Sadly, animal protection agencies have found that pregnancy in a woman is often a reason for abandoning the family cat, due to fear of possible contagion. This is only down to lack of knowledge about the disease and about how it is transmitted, given that these abandonments are not justified by a real risk.
The problem is that this disease represents a serious threat because, when a pregnant woman suffers from it, the parasite can pass through the placental barrier and affect the foetus, causing serious problems in the brain. However, people should bear in mind that it is not very likely that a domestic cat will contract this disease, because it has practically no access to the outdoors and, therefore, to the source of contagion.
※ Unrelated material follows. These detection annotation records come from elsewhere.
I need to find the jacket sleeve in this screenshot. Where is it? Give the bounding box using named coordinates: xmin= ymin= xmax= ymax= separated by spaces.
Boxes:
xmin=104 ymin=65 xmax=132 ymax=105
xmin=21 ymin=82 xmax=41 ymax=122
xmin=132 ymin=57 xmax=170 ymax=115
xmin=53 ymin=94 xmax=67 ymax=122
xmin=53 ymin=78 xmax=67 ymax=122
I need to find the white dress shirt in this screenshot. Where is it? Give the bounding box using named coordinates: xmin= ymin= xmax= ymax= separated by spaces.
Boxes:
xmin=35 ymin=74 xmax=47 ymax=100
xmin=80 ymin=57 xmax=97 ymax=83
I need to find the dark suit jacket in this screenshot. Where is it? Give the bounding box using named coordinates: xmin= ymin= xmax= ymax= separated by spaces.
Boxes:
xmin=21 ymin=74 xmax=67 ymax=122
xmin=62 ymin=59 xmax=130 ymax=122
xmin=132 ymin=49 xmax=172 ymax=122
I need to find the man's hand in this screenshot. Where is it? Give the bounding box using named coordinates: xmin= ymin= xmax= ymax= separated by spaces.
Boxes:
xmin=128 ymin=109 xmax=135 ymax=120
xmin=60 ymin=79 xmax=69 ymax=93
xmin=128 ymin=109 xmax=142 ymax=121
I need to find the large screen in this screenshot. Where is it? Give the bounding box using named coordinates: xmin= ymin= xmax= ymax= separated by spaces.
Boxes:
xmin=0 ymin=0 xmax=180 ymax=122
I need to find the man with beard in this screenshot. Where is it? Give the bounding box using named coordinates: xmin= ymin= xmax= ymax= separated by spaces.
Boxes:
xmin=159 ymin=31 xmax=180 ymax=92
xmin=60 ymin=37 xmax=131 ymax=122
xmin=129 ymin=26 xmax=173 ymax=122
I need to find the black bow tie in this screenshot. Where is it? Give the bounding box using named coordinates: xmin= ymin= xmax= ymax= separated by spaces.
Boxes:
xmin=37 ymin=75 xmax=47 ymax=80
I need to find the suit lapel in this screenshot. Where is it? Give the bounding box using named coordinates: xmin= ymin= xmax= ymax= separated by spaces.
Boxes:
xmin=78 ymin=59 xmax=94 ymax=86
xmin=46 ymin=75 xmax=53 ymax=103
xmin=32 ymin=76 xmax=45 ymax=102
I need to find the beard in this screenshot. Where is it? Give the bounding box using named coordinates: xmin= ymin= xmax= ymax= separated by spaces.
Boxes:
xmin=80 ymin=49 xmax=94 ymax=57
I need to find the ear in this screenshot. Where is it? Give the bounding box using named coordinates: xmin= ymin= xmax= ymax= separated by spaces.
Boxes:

Moreover, with some simple measures it is possible to totally eliminate the risk.

It is not very likely that domestic cats would contract this disease, because they have barely any access to the outdoors and, furthermore, they eat prepared foods.

Routes of infection

The main sources of transmission of this parasite are:

Water that has not been treated to make it fit for consumption.

Vegetables that have been watered with this water and have not been washed or cooked before consumption.

Ingesting raw meat or poorly cured cold meats.

A very high percentage of women have Toxoplasma gondii antibodies because they have already had the infection before pregnancy without realising, as in many cases its symptoms are those of a simple cold. In these cases, they have no risk of contracting the disease again or it affecting them during their pregnancy.


Cats are the only species that can transmit the parasite by contagion, despite the fact that many animals - including human beings - can be carriers. But for this to happen, certain fairly improbable circumstances need to arise in a domestic cat that only eats prepared food and has controlled access to the outdoors.
For a cat to be a carrier of Toxoplasma, it would have to become infected by eating a mouse, a bird or other wild animal, or raw meat that has previously been infected. If the cat became infected, it would only be able to release the parasite through its excrement once in its life and over a few short weeks. Even if it became infected again, it would not release the parasite any more times.


The only way a human being can become infected with their cat’s parasite is if they touch the excrement with their hands and then have some oral contact. This can be avoided by cleaning the litter tray with a scoop and wearing gloves. Therefore, toxoplasmosis contagion can be avoided by following very simple guidelines:

Never give the cat raw meat. If it goes out into the garden, you can put a bell on it so that it cannot hunt for mice or birds.

Always wear gloves when working in the garden or vegetable patch.

Cook meat well (toxoplasma is killed at 72ºC) and avoid cold meats during pregnancy

Wash fruit and vegetables thoroughly before eating them.

For greater protection, ensure that it is not the pregnant woman who cleans the cat’s sand tray.